With all the recent controversies, I have become nostalgic for the simpler times.

The 1990s were a time of extreme technological, cultural and economic growth, so why did we ever leave? We are all just bumbling around in 2018, trying to figure out how to solve crises, when we could be watching Jurassic Park in theaters for the 70th time.

Think about it. Everyone loved the 90s. I loved the 90s, and I was only in them for a year.

With the collapse of the Soviet Union on December 25, 1991, it is practically un-American for people to dislike the 90s. No one was whining about how America should be more inclusive or more aware of its consequences, and no one questioned whether America was right in its actions. It was everything a true patriot could ask for. 

Speaking of un-American, North Korea was too busy dealing with massive famine to invest in a nuclear program capable of reaching U.S. soil. Sure, they could still hit Japan and South Korea, but if the capability did not force our hand the first time our country lived through it, it definitely will not bother us the second time. Similarly, China was just starting their switch to a freer economic system in the 90s, so we got the benefits of cheap products and credit with none of the geopolitical threat of 2018.

If you are down about the recent revelation that 87 million people’s information was ill-gotten through Facebook, do not worry one bit. The internet was still new and innovative in the 90s, so you can sit back and relax. Google, Youtube, Facebook, Twitter and Instagram were all non-existent, so it was just you and your old pal AOL.

The sweet, sweet sound of a computer connecting to the Internet through a dial-up connection still warms one’s soul. Plus, the lack of cell phones meant everyone always talked face-to-face, just like it is supposed to be. The best part is we can start using wacky lingo again, like “radical,” “tubular” or “I am confident that my private information is secure.” 

In the 90s, President Donald Trump was busy not being the president, and if you are sad Hillary Clinton lost in 2016, you can be somewhat satisfied with Bill Clinton embodying the same economic policies of Hillary, but with objectively twice the charm of his spouse. However, if you do like Trump’s presidency, Bill has got you covered on the “president who has several sexual assault allegations against him” side of things. That is a compromise the whole country can agree on. 
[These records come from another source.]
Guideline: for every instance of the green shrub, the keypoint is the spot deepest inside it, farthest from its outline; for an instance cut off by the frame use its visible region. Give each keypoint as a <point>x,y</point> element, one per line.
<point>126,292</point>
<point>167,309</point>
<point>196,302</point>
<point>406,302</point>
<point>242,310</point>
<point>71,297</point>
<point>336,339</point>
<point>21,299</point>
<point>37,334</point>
One might ask, “What year in the 90s? All your evidence you have used is dispersed within the decade.” The answer is the nebulous, nostalgic ideal year of the 90s encompassing everything people remember about the decade, without any of the actual specifics. This way we can all enjoy playing with Pogs, and watching "Fresh Prince of Bel-Air," but not have to choose anything. Choosing things is what caused us to be in the current predicament, so we should avoid this responsibility at all costs.

In conclusion, let us all agree to stay in the 90s where we belong. 2017 was an obvious divine sign we were not meant to surpass the year 2000, so it is time to head home before the option to leave closes forever.